Total RNA was extracted according to Alfa et al. (1993). Poly(A)+ mRNA was purified by using the oligotex-dT30 (super; Takeda Pharmaceutical Co., Osaka, Japan). RNA probes were used for hybridization. Each probe was transcribed from the T7 promoter using the DIG RNA labeling kit (Boehringer Mannheim Corp., Indianapolis, IN) with the following template plasmid DNAs.

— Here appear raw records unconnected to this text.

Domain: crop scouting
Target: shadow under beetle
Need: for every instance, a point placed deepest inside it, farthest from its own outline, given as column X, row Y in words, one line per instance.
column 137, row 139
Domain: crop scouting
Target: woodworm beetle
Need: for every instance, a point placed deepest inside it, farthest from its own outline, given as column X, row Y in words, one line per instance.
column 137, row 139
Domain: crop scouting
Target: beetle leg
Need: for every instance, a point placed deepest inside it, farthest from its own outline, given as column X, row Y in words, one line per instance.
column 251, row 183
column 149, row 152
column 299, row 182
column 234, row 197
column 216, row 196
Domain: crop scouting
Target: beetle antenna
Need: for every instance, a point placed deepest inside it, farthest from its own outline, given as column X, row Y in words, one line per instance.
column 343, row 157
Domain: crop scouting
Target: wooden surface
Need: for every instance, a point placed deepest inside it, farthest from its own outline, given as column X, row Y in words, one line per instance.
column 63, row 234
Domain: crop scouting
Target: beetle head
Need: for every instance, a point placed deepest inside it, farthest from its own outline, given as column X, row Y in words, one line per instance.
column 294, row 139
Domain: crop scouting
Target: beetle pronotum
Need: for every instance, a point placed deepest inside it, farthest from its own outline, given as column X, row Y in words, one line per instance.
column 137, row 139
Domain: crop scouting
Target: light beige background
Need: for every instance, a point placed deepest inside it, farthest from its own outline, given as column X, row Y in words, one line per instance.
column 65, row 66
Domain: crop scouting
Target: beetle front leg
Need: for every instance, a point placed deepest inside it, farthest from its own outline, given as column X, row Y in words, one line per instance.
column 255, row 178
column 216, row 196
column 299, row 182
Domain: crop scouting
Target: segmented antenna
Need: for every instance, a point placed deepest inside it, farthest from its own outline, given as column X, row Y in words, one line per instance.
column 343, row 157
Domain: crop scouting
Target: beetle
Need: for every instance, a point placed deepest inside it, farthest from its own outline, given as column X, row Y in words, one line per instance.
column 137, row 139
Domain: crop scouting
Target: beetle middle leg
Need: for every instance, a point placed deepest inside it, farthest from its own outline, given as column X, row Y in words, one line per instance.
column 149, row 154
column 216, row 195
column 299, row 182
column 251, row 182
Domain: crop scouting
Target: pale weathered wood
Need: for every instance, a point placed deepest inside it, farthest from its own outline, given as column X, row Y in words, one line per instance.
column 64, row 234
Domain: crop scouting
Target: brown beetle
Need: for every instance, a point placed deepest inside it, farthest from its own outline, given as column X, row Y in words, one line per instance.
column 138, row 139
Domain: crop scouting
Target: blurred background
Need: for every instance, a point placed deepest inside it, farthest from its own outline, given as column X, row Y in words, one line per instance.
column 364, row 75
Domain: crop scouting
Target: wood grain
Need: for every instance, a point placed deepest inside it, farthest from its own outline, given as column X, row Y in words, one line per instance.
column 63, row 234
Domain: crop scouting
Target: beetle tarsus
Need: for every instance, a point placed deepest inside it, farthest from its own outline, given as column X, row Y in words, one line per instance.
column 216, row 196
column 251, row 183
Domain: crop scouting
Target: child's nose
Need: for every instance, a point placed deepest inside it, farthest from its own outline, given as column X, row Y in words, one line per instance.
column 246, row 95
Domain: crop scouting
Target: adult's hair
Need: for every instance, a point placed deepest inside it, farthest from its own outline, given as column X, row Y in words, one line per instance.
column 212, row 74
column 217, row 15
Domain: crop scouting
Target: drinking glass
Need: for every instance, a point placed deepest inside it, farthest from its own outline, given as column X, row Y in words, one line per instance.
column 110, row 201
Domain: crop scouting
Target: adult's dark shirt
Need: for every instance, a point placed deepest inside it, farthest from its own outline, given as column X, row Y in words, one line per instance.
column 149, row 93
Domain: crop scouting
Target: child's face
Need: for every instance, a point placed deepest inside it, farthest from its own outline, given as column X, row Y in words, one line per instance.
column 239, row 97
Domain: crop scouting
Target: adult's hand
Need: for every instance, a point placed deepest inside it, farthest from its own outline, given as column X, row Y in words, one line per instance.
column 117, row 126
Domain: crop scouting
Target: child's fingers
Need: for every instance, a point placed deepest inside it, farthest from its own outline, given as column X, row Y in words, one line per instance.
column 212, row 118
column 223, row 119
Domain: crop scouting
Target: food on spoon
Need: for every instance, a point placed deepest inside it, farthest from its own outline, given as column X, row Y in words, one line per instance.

For probe 1 (see Fig. 8) the XhoI–RsaI fragment (from nucleotide −1202 to −189, numbering is from the initiation codon of the tht1 + gene) was ligated with the XhoI–EcoRV site of Bluescript II to make pNT46. XhoI-digested pNT46 DNA was used as the template. For probe 2 the HindIII–EcoRV fragment (from nucleotide −1271 to +670) was cloned into the HindIII–SmaI site of pKD10 (pNT25). pNT25 was digested at the SalI site (located at −39). For probes 3, 4, and 5 the EcoRV fragment (+670 to +1588), the MunI fragment (+2030 to +2482; blunt ended), and the DdeI fragment (+2781 to +3333; blunt ended) were inserted at the EcoRV site of Bluescript II in an appropriate orientation to make pNT42, pNT58, and pNT59, and then digested with HindIII, HindIII, and XhoI, respectively, before use. Another plasmid, pNT47, was made by ligating the RsaI–HindIII fragment (+2356 to +2922) with the HincII and HindIII sites in Bluescript II followed by digestion with XhoI. This probe was used for the analysis of the disruptant of the 740-bp ORF (see text). Hybridization and washing was conducted using the standard conditions recommended by Boehringer Mannheim Corp., with the exception of probe 4, which was hybridized in a high SDS buffer without formamide to reduce the stringency of hybridization (Church and Gilbert, 1984). Band detection was performed with the DIG luminescent detection system (Boehringer Mannheim Corp.).

Figure 8.

Figure 8

Analysis of tht1 + transcripts. At indicated times after transferring to the MSM medium, poly(A)+ RNA was extracted and probed with indicated sequences (shaded rectangles). The nature of the bands produced by probe 4 (solid arrowhead) is not known.

Production of Antibodies

A segment of the tht1 + gene corresponding to amino acids 42– 154 was inserted into the pGEX vector (Pharmacia Biotech, Inc., Piscataway, NJ) to produce a GST-fused protein. Bacterially produced fusion protein was purified and injected into rabbits to raise antibodies. Antibodies were affinity purified with the fusion protein according to Smith and Fisher (1984).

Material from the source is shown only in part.